4. The Secretaries of Education, Labor, and Commerce shall work with

     the private sector to upgrade the information technology skills of
     America's workforce, particularly workers living in disadvantaged
     urban and rural communities.

5. The Secretary of Commerce, the Secretary of Education, and the

     Secretary of Housing and Urban Development shall highlight and
     disseminate the lessons learned from their grant programs and
     educational technology initiatives, with an emphasis on underserved
     citizens, to increase the number of communities across the Nation
     that could reap the benefits of information technologies for their
     residents.

6. Items 1-5 of this memorandum and my July 1, 1997, and November 30,

     1998, memoranda shall be conducted subject to the availability of
     appropriations and consistent with agencies' priorities and my
     budget, and to the extent permitted by law.
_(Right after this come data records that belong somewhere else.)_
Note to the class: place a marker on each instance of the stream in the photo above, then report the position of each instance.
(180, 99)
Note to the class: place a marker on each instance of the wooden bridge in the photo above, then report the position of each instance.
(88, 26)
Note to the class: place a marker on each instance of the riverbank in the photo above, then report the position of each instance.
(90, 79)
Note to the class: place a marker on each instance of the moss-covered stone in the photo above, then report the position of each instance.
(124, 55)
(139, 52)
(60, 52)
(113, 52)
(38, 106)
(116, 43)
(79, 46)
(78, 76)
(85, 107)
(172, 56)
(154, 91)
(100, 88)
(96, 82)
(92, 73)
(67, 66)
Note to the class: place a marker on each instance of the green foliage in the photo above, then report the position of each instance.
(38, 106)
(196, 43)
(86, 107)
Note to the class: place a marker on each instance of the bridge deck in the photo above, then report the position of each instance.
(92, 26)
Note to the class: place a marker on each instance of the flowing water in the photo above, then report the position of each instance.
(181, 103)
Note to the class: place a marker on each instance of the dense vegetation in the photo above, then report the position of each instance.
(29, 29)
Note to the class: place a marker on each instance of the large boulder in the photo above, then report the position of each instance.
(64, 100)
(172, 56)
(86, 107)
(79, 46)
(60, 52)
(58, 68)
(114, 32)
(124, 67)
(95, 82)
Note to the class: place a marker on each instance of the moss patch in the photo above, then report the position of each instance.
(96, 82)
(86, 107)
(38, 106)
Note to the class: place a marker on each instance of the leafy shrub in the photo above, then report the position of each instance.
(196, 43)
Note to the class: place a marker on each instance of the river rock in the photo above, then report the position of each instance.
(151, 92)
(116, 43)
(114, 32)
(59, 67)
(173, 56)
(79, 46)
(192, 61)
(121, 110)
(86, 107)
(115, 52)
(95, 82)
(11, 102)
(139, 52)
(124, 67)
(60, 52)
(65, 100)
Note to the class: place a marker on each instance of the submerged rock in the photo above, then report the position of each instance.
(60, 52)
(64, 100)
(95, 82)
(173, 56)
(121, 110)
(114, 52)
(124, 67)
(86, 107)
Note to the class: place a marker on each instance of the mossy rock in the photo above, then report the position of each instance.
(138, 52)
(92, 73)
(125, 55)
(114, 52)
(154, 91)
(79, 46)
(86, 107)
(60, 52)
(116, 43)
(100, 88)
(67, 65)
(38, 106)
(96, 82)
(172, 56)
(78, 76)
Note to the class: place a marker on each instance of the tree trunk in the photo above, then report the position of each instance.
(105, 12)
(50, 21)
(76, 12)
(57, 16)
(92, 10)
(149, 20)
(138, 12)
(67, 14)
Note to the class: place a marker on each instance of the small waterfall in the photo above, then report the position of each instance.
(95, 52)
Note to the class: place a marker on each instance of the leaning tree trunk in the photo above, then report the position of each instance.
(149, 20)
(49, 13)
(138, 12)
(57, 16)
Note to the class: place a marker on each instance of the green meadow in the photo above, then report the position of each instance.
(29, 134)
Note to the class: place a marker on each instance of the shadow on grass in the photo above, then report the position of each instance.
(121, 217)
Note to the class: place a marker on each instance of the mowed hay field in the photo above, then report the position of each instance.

7. The Vice President shall continue his leadership in coordinating

     the United States Government's electronic commerce strategy.  
     Further, I direct that the heads of executive departments and 
     agencies report to the Vice President and to me on their progress 
     in meeting the terms of this memorandum, through the Electronic 
     Commerce Working Group (ECWG) in its annual report.  To the extent
     that substantial new policy issues emerge, the analysis and action 
     on those policies will be coordinated in a manner consistent with 
     the responsibilities of the ECWG, the National Economic Council, 
     and the Domestic Policy Council, as appropriate.